Episcopal News Service. April 24, 1992 [92095]

The 10 women who were recently ordained in Perth may be pulled into the continuing controversy elsewhere in Australia.

The plaintiffs who succeeded in stopping ordination of women in the Diocese of Canberra and Goulburn, New South Wales, did not succeed in stopping the March 7 ordinations in Perth, which is in Western Australia. Writs have been served on the women priests in Perth, however, which could involve them in action against Bishop Owen Dowling of Canberra and Goulburn. The intent is to legally question the ordination of women, but most observers question whether a ruling by the court in one area would be binding elsewhere in the country.
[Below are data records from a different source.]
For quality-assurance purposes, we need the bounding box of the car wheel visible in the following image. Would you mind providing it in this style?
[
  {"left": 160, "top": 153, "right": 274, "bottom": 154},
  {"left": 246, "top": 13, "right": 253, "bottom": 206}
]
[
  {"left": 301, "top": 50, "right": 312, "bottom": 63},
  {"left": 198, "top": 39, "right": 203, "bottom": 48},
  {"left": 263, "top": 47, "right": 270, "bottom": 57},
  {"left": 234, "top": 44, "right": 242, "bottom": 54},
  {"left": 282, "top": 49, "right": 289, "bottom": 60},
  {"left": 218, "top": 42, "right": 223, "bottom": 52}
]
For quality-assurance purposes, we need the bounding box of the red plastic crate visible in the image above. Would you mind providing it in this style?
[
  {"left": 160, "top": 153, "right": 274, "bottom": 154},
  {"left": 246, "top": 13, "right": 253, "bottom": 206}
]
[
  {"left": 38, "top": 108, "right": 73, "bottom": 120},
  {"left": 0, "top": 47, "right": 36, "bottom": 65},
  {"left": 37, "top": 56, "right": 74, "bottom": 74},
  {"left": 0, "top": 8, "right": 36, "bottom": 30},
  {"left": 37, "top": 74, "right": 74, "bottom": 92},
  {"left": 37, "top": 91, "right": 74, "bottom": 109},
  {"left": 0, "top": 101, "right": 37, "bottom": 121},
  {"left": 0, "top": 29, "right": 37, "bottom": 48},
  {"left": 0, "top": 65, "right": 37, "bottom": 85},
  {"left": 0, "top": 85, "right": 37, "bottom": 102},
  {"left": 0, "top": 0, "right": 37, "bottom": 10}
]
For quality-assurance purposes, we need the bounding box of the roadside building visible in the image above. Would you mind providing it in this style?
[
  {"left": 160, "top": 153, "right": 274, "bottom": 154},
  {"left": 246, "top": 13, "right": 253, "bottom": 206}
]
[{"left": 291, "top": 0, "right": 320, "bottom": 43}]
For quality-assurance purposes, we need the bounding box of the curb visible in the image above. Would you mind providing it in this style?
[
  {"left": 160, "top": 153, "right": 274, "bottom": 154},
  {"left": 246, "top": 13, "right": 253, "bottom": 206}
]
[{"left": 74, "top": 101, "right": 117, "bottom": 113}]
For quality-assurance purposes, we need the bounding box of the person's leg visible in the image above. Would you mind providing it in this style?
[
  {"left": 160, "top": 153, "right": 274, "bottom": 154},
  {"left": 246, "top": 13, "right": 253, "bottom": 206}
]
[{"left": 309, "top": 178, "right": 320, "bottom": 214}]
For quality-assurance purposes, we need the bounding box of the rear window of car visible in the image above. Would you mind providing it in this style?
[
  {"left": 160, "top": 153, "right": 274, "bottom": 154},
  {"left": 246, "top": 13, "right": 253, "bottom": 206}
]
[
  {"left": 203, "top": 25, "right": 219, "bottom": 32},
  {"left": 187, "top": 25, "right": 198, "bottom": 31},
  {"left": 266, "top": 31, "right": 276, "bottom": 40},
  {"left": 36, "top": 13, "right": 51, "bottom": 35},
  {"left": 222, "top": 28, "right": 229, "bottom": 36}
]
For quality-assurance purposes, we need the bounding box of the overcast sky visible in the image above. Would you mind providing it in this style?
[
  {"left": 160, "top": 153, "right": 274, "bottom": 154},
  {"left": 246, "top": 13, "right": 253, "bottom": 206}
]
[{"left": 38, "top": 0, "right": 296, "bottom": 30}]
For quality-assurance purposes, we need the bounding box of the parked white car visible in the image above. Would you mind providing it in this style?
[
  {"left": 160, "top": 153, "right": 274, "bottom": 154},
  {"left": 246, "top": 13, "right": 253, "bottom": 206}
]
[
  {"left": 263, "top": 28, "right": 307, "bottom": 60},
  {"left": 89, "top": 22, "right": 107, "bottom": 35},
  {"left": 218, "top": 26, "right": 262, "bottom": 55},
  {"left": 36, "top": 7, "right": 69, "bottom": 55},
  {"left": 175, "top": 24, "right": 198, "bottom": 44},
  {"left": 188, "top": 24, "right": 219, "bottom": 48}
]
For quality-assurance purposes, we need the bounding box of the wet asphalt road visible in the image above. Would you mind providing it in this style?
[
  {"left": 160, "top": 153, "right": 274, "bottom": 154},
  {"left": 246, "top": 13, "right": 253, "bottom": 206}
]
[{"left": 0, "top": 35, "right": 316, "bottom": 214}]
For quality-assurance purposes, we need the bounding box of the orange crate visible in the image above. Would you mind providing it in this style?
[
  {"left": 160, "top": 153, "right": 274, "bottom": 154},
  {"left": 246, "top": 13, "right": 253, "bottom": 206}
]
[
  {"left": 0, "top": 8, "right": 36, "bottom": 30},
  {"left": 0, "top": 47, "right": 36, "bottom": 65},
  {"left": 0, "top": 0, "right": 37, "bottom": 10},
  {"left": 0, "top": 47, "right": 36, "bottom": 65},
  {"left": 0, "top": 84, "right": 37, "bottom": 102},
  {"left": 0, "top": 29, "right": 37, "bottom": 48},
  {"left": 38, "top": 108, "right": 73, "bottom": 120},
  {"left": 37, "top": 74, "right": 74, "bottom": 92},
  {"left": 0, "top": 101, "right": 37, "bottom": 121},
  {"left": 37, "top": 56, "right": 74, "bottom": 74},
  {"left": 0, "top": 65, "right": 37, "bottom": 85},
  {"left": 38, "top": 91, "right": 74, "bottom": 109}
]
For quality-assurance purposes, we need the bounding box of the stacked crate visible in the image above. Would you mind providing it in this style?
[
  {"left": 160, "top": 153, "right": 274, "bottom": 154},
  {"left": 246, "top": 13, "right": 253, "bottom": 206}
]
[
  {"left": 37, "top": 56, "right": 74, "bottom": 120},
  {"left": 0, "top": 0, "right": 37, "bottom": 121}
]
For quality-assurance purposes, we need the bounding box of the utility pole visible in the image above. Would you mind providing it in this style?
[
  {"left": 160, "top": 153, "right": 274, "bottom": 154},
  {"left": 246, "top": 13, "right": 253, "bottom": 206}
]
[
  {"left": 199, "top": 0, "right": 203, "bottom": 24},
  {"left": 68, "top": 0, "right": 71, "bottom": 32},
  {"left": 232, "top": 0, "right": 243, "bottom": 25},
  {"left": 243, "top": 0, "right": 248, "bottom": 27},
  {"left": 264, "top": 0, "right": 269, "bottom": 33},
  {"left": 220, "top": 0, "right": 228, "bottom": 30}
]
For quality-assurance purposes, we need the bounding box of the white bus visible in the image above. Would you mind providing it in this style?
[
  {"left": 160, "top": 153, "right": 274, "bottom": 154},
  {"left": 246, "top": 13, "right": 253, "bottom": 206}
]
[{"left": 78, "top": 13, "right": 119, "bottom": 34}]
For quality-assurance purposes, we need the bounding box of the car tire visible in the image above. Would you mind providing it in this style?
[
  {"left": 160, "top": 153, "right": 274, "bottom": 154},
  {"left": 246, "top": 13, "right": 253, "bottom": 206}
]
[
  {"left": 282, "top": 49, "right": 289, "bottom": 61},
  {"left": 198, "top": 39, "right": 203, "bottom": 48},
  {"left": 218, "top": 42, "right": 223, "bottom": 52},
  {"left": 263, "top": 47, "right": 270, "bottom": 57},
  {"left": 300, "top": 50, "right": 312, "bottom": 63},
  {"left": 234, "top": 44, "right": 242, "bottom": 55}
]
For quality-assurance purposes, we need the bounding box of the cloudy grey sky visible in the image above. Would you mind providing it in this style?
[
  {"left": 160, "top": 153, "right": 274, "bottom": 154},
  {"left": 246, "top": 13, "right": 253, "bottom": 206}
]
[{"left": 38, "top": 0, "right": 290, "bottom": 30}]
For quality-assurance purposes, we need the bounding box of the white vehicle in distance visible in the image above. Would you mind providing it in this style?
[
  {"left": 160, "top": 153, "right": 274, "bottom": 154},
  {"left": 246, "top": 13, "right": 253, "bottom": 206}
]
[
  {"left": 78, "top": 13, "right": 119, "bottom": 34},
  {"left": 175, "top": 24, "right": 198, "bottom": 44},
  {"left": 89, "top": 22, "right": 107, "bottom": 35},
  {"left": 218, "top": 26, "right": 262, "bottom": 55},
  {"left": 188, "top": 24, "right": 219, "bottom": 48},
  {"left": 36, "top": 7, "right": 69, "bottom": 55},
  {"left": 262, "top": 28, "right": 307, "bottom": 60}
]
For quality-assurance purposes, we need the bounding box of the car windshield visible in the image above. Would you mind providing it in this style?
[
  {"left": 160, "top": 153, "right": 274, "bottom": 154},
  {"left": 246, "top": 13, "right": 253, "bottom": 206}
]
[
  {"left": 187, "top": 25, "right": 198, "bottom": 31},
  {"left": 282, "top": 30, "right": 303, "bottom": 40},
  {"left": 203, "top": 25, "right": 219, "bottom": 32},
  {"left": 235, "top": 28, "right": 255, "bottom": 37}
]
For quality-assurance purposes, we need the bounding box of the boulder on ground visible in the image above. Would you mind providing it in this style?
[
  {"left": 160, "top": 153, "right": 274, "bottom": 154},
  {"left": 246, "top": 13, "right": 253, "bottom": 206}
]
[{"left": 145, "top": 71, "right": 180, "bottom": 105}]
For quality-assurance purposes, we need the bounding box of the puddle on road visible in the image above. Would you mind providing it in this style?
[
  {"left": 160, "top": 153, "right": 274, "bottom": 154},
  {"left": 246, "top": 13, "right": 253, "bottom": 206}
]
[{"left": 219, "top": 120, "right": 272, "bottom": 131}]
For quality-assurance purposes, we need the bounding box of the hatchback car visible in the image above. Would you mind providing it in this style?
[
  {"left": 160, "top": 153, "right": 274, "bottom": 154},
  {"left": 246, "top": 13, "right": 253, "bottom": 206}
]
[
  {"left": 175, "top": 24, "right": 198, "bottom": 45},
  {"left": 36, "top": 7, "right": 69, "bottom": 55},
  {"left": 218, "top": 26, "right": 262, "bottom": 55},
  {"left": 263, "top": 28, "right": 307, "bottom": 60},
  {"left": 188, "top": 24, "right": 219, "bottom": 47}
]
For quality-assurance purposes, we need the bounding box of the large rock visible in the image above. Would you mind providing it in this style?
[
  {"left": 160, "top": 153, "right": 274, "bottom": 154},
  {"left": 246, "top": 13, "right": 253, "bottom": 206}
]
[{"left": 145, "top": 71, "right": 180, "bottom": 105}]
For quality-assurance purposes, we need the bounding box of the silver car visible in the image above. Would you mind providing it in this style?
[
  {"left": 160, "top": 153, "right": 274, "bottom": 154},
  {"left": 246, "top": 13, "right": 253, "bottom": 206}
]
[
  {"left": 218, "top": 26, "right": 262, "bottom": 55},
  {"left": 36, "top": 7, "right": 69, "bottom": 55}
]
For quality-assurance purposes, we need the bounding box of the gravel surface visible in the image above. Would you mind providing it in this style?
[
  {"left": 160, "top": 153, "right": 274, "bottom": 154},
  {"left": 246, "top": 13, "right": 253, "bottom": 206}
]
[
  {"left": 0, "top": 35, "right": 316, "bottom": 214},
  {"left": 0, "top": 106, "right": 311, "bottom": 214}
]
In a related action, this summer's General Synod of the Anglican Church of Australia will face a proposal by the church's largest diocese, in Sydney, that would allow any of the 24 dioceses to secede if they object to women's ordination.

Sydney is also proposing that individual parishes could leave their diocese and affiliate with a diocese more theologically compatible. A similar attempt in the Episcopal Church in the United States has met with stiff opposition and charges that the creation of a nongeographic diocese would be "potentially schismatic."

While the supporters of the proposals face an uphill battle, they further fuel the debate that is raging throughout the 3.7-million-member Australian church, a debate that threatens the unity hammered out by a national constitution in 1962. Three-quarters of the dioceses and all five of the major diocesan sees must approve such changes.